Brief bursts of API Instability

Severity: Major
Category: Dependencies
Service: PagerDuty

This summary is created by Generative AI and may differ from the actual content.

Overview

On February 13th and 14th, 2023, PagerDuty experienced incidents causing delays in notifications and errors in the Web UI, Mobile UI, and REST API in the US and EU regions. The issues were due to a latent bug triggered by a shared component upgrade, affecting less than 1% of requests. The web application was unavailable in the EU region for 31 minutes on February 14th.

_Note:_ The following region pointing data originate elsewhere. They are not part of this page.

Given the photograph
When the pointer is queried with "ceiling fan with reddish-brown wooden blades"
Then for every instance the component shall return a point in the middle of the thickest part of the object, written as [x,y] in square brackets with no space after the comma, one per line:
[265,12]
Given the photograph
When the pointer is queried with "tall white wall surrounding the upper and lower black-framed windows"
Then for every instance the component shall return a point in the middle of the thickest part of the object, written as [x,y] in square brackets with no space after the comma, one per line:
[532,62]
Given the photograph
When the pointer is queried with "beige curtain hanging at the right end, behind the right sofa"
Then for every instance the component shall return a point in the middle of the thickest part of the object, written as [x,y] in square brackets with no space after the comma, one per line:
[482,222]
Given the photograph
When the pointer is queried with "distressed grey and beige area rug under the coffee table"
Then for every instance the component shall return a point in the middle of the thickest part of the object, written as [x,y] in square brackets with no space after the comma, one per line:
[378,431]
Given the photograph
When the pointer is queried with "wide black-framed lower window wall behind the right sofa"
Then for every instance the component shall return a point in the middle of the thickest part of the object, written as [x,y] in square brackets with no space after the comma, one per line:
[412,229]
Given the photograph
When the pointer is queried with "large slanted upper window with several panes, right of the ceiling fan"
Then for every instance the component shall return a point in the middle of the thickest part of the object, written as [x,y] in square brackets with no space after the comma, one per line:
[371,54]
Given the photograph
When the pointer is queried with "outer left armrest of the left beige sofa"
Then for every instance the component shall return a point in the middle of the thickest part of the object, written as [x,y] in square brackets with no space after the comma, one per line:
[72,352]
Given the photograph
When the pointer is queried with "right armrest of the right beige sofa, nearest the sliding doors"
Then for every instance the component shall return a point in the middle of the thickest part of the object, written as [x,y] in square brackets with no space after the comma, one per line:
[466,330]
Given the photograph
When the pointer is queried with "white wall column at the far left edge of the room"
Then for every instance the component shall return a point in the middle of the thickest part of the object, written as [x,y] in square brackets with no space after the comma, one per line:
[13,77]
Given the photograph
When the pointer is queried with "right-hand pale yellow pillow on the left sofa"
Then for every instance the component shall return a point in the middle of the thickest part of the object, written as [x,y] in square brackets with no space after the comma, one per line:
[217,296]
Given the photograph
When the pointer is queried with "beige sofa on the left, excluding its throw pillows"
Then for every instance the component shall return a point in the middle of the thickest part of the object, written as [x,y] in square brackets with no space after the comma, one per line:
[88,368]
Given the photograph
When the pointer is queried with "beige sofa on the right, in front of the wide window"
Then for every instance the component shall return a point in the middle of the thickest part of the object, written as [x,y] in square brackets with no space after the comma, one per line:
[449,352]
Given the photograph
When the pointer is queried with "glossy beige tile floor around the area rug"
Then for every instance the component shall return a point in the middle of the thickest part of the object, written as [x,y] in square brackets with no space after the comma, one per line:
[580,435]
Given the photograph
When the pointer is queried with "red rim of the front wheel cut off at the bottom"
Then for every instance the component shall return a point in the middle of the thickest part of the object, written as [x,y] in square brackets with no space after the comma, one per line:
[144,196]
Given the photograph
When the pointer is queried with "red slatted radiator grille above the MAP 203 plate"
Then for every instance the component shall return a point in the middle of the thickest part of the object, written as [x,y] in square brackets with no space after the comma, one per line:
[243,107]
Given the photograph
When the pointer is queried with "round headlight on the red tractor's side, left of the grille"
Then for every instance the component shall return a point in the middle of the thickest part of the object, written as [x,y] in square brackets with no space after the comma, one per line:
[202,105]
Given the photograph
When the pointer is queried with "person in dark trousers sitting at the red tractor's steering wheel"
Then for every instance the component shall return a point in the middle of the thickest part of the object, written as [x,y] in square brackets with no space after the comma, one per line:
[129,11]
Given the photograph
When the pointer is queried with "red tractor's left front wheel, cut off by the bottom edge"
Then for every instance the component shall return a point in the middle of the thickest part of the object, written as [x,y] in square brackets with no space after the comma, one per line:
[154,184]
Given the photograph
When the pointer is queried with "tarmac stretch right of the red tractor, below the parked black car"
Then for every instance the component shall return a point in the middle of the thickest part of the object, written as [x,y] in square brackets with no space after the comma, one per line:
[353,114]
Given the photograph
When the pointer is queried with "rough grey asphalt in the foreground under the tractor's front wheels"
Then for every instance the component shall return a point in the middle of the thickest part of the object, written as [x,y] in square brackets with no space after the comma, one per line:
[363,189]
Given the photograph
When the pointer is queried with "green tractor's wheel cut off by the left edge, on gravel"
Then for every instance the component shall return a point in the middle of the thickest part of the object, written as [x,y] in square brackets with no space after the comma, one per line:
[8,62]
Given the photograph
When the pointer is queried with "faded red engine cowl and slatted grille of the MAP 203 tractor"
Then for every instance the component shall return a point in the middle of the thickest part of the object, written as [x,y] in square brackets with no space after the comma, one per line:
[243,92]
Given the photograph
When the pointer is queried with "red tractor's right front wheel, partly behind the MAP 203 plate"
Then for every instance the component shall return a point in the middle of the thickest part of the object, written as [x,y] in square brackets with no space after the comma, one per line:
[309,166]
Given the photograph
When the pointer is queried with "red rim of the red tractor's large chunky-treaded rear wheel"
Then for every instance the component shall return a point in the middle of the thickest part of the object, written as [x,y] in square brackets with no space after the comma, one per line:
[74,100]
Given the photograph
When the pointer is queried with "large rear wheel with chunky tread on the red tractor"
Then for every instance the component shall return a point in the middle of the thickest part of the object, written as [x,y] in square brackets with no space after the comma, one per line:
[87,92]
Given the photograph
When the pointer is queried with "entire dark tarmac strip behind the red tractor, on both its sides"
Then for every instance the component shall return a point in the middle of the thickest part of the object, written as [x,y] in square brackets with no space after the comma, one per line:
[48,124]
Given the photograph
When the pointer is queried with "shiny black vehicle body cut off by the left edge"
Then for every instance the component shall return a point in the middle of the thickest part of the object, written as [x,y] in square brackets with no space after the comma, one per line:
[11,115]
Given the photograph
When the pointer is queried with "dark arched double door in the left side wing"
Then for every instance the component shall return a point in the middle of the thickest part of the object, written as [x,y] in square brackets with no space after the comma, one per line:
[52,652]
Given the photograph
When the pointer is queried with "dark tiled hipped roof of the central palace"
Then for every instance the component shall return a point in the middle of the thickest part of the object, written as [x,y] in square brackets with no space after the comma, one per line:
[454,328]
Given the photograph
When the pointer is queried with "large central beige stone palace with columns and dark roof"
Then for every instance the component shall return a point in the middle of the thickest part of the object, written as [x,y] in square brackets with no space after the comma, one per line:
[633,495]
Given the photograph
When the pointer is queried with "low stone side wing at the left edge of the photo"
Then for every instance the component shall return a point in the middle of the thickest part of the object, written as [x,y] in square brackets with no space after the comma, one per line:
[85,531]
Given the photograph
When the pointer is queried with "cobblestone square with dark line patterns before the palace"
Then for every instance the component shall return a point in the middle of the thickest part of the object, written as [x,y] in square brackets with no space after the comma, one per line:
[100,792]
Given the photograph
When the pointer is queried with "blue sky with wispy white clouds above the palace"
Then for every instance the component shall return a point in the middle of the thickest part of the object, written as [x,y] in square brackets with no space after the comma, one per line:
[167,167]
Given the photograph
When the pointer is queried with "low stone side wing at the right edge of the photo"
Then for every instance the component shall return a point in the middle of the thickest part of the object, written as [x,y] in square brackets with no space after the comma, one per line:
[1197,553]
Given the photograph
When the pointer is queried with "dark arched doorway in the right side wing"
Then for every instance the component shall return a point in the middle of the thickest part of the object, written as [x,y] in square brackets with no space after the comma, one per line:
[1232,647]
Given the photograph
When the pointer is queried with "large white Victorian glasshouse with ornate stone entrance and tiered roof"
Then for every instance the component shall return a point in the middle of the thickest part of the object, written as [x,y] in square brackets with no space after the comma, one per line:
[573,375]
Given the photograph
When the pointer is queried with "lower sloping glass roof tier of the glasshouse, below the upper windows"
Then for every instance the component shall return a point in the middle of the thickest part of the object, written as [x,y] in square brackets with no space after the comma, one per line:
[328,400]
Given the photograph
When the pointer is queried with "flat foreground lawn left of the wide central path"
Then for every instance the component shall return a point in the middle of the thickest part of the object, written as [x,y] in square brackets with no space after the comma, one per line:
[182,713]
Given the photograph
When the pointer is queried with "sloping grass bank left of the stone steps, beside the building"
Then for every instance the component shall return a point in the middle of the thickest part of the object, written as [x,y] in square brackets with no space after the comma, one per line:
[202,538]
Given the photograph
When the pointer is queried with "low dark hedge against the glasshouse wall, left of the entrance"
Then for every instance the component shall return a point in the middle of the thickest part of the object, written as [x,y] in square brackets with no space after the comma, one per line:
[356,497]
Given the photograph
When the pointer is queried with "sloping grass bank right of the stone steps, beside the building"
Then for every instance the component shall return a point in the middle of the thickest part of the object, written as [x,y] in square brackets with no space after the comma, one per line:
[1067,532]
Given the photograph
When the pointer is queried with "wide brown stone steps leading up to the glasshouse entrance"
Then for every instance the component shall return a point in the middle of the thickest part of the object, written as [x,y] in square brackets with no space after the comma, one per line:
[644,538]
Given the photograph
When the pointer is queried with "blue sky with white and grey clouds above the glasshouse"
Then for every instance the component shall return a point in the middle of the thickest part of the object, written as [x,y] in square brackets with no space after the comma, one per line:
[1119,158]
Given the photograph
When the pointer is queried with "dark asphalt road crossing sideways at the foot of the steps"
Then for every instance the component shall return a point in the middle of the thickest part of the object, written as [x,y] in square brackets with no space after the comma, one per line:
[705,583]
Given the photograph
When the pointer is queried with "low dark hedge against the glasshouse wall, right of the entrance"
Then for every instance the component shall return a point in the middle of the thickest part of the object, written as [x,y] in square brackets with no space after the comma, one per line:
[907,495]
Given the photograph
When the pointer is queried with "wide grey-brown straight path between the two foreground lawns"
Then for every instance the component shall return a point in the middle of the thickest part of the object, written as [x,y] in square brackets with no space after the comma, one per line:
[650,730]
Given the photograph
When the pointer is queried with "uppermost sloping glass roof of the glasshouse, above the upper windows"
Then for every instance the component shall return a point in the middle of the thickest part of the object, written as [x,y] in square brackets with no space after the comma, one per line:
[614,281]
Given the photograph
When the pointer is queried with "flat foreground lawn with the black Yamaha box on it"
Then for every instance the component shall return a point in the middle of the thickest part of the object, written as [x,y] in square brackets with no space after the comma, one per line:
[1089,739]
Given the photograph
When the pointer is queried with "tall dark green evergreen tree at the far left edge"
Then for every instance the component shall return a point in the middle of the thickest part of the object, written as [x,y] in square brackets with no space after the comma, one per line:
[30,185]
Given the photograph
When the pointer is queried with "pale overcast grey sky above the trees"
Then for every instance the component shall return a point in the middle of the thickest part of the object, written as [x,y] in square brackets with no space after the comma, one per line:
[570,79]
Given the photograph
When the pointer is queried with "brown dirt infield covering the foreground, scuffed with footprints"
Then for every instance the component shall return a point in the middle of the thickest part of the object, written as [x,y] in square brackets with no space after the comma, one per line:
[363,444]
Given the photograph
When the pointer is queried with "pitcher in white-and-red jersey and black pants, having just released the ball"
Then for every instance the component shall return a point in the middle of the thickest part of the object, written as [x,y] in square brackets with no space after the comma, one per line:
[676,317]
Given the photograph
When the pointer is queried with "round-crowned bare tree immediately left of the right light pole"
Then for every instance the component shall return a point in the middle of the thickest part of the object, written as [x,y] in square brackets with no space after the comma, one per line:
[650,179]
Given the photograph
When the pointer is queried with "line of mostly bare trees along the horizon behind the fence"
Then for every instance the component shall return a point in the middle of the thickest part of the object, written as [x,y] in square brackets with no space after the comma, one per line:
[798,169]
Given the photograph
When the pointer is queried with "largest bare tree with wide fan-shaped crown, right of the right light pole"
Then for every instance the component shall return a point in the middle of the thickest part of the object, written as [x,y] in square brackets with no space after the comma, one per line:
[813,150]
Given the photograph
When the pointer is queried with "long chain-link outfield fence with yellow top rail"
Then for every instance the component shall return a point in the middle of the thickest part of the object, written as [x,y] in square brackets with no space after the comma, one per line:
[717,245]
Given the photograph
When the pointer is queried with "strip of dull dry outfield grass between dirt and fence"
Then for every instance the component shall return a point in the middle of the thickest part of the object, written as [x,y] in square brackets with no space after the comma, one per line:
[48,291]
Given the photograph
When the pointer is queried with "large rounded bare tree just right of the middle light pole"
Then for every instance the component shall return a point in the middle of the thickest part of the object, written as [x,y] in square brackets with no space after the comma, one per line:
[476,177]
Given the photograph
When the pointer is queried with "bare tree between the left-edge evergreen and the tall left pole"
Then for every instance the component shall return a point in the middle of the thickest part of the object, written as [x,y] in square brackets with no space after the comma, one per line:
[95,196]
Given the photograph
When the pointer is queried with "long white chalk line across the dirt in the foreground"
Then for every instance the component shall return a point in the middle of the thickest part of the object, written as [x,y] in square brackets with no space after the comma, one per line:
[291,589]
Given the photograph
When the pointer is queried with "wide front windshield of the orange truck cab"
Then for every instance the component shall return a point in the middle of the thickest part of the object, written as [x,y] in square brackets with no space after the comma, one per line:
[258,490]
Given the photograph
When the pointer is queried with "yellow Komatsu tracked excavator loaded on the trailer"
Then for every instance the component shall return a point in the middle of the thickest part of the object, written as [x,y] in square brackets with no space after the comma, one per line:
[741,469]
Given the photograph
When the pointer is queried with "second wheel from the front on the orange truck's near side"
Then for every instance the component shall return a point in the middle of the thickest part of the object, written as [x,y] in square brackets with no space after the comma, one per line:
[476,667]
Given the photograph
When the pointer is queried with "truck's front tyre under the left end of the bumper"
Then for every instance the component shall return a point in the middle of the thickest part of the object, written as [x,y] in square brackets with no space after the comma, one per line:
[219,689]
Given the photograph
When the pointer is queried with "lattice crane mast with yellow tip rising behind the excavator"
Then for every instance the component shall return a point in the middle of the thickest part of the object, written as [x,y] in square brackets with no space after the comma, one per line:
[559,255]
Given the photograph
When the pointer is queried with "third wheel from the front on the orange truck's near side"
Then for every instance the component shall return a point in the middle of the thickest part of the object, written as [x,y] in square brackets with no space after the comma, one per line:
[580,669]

No events were lost or dropped during these times.

Impact

Delays of up to 9 minutes in notifications and subscriber updates, with less than 1% of requests returning 500 errors. The web application was unavailable in the EU region for 31 minutes. Specific numbers of delayed notifications and affected accounts were recorded.

Trigger

A latent bug was triggered by an upgrade of a shared component, specifically a breaking change in an external software library used by the component.

Detection

Teams were paged for spikes in errors in the EU and US regions, leading to major incident calls and investigations.

Resolution

The change causing the issue was reverted, and systems were monitored to ensure stability. The base request router service image was rolled back, and affected services were redeployed.

Root Cause

The root cause was a breaking change in an external software library used by a shared component, which was not detected during validation due to its latent nature and only materialized under production conditions.